Use this these guys deep DEEP into Russian lines like suicide missions to blow up parts of the Siberian railway and Zukiov can’t ave the day at Moscow, which could win the war all bu itself but certainly reduce the horrific casualties of the Winer 41-42

Or look up my profile and look for the one about the Finland one, which was trying to assess how many Soviet soldiers could be starved to death by cutting the Murmansk railway in 1939. Use elite recon AND hovercraft you could potentially kill, spitballing 100,000 men every winter from 41-43, possibly also 44 if you can convince the Finns you’re the real deal and they stay into winter 1944. Either that you take Murmansk, which while it doesn’t cut off all lend-lease, it cripples the easiest means of getting it there.

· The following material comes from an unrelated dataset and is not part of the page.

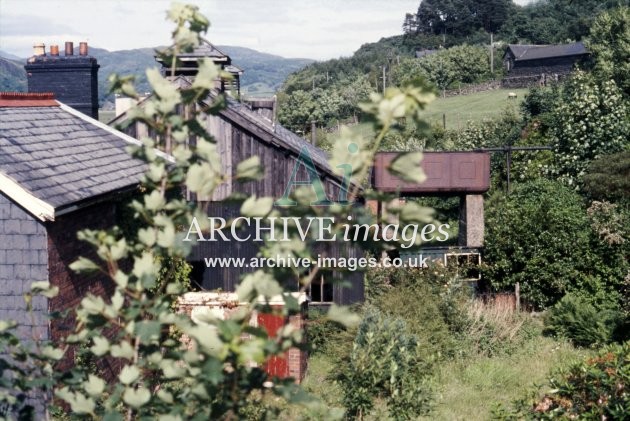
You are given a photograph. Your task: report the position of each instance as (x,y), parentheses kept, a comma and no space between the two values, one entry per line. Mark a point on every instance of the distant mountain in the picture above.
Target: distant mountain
(10,56)
(263,73)
(12,76)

But here I don’t know how much lend-lease could be transported via Iranian ports but it couldn’t have been too much because if I were the allies I would NEVER have done Arctic convoys past Norway if I could possibly avoid it. That’s like playing against the Harlem Globetrotter in Harlem, and also they have powered exoskeletons.

A better run German railway service organized along the lines of the United States Military Railroad from the Civil War 80 years earlier could have won(/stalemated) the war, properly supplied:

The German Rail System had less rail stock in 1939 than in 1914 cause Hitler liked cars.

And then we get to the political stuff. If you want I have a back of the envelope calculations on German merchant subs I posted for a Youtube Comment and you can look at it and see if I’m crazy or not. But it’s a VERY long post, so I won’t include it here.